The first variable tells RK to use SK’s list (make sure it’s installed!). The second one is a sort of “fingerprint” (you don’t need to remember it, just fill in anything you want) that is used to allow banned IP to auto-unban themselves.

2. .htaccess Blacklisting

This one should probably be only used if you have some experience tweaking your .htaccess file.
Basically, if you forward or mod_rewrite a URL toward: referrer-karma.php?rk_redirect_to=[some URL]&rk_ban_this_ip=1, the client IP will automatically be blacklisted in SK and will receive a 403.
If you provide a redirection URL for the rk_redirect_to param (for example, the original URL), RK will offer to lift the ban and redirect the user, upon simply clicking a link. If you leave that parameter empty (nothing after ‘=’), the user will only get a rather dry “get lost” message… so make sure you only do that for absolutely unmistakable spam.

For example, I have added one simple rule to my .htaccess file:

RewriteRule ^cgi-bin/MT/.* http://unknowngenius.com/blog/wp-content/referrer-karma.php?rk_redirect_to=&rk_ban_this_ip=1 [NC,L]

This rule insures that any spambot randomly trying to locate a Movable Type script (e.g. mt-comments.cgi) will end up in my permanent banlist: not only will they receive a 403, but the next time they try accessing any other areas of my blog, they’ll still receive a 403.

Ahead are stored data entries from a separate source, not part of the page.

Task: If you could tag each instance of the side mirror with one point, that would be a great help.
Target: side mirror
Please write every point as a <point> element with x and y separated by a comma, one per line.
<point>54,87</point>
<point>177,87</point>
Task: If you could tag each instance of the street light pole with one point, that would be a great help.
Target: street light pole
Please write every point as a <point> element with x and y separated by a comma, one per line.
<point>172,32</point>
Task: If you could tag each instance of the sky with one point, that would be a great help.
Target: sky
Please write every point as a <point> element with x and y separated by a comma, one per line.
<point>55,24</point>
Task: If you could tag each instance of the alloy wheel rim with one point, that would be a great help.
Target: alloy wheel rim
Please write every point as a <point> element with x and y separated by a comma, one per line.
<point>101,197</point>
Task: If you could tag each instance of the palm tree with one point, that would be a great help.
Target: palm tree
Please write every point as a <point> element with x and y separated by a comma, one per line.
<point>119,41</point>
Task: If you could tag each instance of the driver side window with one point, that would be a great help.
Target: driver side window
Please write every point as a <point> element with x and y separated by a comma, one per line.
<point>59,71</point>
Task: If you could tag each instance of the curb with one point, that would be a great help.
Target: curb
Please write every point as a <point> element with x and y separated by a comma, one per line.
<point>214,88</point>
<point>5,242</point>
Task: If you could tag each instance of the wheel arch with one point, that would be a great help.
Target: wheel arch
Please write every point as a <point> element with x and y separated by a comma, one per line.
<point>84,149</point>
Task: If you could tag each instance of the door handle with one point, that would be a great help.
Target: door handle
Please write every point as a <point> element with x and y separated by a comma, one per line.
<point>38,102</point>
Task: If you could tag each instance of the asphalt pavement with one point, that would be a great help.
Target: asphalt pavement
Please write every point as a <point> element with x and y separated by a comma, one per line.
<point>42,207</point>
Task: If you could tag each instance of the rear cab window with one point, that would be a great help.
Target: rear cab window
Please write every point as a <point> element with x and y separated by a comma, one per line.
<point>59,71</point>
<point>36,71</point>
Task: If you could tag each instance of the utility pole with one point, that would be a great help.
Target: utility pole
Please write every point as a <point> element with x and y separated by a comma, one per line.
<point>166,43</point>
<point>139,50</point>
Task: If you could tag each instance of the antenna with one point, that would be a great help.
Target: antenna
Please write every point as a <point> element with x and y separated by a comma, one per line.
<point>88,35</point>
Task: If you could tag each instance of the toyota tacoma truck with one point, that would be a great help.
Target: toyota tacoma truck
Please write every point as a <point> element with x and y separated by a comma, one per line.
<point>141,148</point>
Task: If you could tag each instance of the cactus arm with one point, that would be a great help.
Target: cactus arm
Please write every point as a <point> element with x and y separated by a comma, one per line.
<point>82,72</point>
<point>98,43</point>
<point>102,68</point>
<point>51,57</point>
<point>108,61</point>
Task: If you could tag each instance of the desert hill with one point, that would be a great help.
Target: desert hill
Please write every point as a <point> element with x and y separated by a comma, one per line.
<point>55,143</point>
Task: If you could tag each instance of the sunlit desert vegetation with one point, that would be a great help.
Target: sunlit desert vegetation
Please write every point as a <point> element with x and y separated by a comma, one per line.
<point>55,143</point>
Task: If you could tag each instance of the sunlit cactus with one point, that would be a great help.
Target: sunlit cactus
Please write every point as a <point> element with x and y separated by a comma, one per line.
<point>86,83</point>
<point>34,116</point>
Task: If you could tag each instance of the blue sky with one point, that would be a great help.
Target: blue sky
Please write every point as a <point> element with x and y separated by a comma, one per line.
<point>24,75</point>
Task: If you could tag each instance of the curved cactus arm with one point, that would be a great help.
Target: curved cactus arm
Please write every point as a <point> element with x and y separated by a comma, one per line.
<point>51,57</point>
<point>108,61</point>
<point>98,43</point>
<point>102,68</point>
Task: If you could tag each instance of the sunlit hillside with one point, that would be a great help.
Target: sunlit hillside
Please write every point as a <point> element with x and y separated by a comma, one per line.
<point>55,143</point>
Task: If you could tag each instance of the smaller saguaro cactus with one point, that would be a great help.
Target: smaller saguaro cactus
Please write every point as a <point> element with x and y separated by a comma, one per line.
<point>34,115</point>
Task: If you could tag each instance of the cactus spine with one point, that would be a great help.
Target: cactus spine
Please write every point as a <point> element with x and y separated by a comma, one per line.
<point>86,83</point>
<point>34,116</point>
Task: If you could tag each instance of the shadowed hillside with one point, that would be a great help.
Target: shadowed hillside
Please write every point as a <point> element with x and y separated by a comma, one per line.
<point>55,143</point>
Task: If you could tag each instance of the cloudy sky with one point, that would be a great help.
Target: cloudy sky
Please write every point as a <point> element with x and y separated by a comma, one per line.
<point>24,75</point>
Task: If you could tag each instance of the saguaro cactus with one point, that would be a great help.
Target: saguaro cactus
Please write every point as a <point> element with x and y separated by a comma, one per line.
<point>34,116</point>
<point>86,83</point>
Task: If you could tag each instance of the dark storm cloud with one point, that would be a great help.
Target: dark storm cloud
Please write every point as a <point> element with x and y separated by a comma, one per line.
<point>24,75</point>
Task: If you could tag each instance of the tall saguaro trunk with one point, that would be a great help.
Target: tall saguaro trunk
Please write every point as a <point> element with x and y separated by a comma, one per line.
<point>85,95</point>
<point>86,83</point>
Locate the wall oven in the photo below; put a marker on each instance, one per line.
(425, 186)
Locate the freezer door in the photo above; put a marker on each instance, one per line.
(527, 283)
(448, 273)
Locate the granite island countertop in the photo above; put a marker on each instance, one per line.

Feel free to use this rule (after replacing with your own paths, of course). It ought to work equally well, adapted for any other URLs that are not supposed to be queried by a legitimate user. I believe it would even be possible to put together a more complex set of mod_rewrite rules to redirect spambots that try to access your wp-comment.php file directly without a proper referrer (or without having queried anything else on your server). But be careful if you get into these waters: you could easily break your comments.

Change log

2.1, 2.2: Fixed bugs (SK2 stuff).

2.0: Added SK2 inter-operability. Can now check for a custom regex (instead of only domain name) in referring page’s content.

1.7: Removed RK IP blacklisting (still using SK’s IP banlist, however), as it was both redundant and source of some annoying recursion bug… Shouldn’t matter too much. Complete facelifting for logs and lists, courtesy of Jeff Minard, who might be involved in RK’s future development…

1.6: fixed bugs introduced by 1.5.

1.5: Changed treatment of unreachable URLs. See comment #36 for details.

If you are running anything older, you must upgrade! Nearly every previous versions contained major bugs that have been fixed ever since.

Doc in progress… contact me if you have any question

227 Responses to “Referrer Karma”

Whoops, the narrow column made that really hard to read. The URI is:

/path/to/referrer-karma.php?ref-karma-setup=true&pwd=your_secret_password

Rick Beckman says:

In response to comment #140, I think I have found a working solution for getting Referrer Karma to play nice with phpBB. Check it out if you are using the phpBB add-on for viewing referrers, or inclose the Referrer Karma code in something like this:

if ($_SERVER['HTTP_REFERER'] && !eregi($_SERVER['HTTP_HOST'] . $board_config['script_path'], $_SERVER['HTTP_REFERER']))
{
REFERRER KARMA HERE
}

That will prevent phpBB from calling referrer karma if a referrer is not set or if the referrer happens to be another page on the same domain, effectively allowing the login redirects to work.

Rick Beckman says:

Okay, I keep getting “message_die() was called multiple times” errors from phpBB when certain pages refer hits to the board (I don’t know why only some pages do this and not others).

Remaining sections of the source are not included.